The impact of climate change will be felt across various sectors and societies. Sectors where the more obvious immediate impact will be felt include energy, water, agriculture and insurance. Vulnerability to climate change will vary between regions, but it is predicted to be highest in developing countries. Developing and third world nations are more exposed by virtue of tending to be at lower latitudes, where impacts such as increased disease and extreme heat and drought will be more pronounced.

Developing countries also derive a larger proportion of their economic output from climate-sensitive sectors such as agriculture, fishing and tourism. In addition, developing countries generally have lower per capita incomes, weaker institutions, and less access to technology, credit and international markets, hence lower adaptive capacity. The general consensus has been that richer countries will generally “do better” economically out of climate change.

Some, particularly those in Northern Europe, will actually benefit in some economic sectors from marginal warming.

An example of this is the recent emergence of cropping in Greenland owing to more suitable climates. In Australia, the IPCC reports that as a result of reduced precipitation and increased evaporation, water security problems are projected to intensify by 2030 in southern and eastern Australia. Production from agriculture and forestry by 2030 is projected to decline over much of southern and eastern Australia due to increased drought and fire. The IPCC also stated that Australia has substantial adaptive capacity due to well-developed economies and scientific and technical capabilities but there are considerable constraints to implementation and major threats from extreme events.

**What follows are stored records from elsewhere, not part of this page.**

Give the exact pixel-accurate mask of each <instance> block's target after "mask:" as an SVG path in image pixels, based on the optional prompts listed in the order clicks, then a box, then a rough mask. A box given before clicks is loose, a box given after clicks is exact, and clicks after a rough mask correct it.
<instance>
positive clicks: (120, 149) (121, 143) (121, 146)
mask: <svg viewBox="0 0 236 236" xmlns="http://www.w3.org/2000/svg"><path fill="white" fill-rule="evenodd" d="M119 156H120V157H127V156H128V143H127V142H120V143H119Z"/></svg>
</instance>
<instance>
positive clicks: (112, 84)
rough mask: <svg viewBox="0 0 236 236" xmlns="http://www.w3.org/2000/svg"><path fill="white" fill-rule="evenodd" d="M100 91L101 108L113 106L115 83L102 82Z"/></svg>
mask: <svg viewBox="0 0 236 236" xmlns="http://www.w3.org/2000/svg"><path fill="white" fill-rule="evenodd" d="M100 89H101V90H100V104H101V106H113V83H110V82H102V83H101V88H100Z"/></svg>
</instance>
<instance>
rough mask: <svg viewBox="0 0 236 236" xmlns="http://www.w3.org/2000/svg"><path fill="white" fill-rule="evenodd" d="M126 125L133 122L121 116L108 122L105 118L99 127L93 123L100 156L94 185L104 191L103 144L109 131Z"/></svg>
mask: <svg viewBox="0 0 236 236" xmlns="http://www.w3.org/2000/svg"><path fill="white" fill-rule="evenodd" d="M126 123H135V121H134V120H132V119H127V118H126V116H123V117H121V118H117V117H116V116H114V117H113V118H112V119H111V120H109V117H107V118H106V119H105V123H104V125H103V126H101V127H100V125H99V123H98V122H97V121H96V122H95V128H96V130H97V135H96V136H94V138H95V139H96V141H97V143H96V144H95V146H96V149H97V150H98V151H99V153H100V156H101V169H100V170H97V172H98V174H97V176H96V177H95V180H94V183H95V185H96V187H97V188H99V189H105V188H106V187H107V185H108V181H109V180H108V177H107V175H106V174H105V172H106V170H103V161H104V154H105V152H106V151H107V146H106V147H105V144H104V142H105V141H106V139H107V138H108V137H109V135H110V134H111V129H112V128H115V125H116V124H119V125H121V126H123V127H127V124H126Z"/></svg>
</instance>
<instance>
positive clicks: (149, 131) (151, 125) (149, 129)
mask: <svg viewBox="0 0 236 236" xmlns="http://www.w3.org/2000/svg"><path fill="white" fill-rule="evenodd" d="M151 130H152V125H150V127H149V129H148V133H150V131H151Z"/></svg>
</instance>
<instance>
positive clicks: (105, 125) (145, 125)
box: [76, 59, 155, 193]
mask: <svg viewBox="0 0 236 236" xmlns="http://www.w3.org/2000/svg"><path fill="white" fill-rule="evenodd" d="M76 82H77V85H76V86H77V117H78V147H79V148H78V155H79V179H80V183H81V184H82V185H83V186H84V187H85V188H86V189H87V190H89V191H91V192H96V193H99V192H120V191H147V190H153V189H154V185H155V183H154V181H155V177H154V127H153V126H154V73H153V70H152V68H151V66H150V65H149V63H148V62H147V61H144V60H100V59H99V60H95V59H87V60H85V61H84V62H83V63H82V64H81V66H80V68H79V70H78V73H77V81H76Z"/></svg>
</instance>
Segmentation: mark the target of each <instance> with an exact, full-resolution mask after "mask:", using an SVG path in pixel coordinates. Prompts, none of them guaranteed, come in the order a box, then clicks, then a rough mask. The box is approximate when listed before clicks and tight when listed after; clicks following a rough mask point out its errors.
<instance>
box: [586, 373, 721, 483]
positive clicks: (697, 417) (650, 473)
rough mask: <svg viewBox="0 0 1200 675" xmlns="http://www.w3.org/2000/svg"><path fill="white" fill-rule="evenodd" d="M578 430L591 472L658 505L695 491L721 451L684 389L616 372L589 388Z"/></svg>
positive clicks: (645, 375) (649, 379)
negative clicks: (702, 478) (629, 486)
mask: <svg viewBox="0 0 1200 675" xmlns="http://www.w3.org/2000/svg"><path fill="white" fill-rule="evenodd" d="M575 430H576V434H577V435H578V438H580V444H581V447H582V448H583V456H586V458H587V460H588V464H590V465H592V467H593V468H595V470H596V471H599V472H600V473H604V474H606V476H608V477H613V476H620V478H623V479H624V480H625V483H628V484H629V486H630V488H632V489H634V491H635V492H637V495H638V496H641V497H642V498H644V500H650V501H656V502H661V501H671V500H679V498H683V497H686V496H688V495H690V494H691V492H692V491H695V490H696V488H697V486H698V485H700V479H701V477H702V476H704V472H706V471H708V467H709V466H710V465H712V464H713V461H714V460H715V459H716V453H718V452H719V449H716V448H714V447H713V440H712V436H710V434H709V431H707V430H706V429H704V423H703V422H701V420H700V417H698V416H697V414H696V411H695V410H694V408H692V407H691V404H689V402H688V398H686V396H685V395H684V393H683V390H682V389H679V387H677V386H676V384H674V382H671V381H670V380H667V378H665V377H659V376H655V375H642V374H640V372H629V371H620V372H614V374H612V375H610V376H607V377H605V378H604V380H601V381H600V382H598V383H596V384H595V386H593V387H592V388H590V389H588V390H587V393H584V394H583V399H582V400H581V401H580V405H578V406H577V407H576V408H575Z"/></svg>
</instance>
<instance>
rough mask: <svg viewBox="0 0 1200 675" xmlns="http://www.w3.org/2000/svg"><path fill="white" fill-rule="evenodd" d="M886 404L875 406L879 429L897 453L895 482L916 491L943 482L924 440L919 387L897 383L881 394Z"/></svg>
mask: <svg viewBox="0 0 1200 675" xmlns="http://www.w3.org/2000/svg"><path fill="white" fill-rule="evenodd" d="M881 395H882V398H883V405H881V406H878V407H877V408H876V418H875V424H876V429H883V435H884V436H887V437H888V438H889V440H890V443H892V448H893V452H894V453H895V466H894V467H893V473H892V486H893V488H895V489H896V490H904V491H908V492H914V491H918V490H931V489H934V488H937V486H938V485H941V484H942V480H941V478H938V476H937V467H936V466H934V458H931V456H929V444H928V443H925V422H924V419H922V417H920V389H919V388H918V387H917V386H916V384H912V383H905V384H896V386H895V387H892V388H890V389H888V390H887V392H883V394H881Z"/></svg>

Investors to feel the heat

The impacts for investors from this change will be large. It is worth firstly assessing the consequences on economic growth – the backdrop for all investments. While the economic impacts from client change are difficult to quantify, most estimates suggest they will be large. Interestingly, the majority of reports appear to indicate that early action in addressing climate change will reduce the overall cost to the domestic and global economies.

The Stern Report proposed that by the middle of this century, climate change will account for a loss of at least 5 per cent in global growth each year. If climate change’s impact on environment and health and knock-on effects is accounted for, it could be as much as 20 per cent of annual global GDP. In contrast, the review argues that the cost of taking action would be as little as 1 per cent of global GDP growth per annum.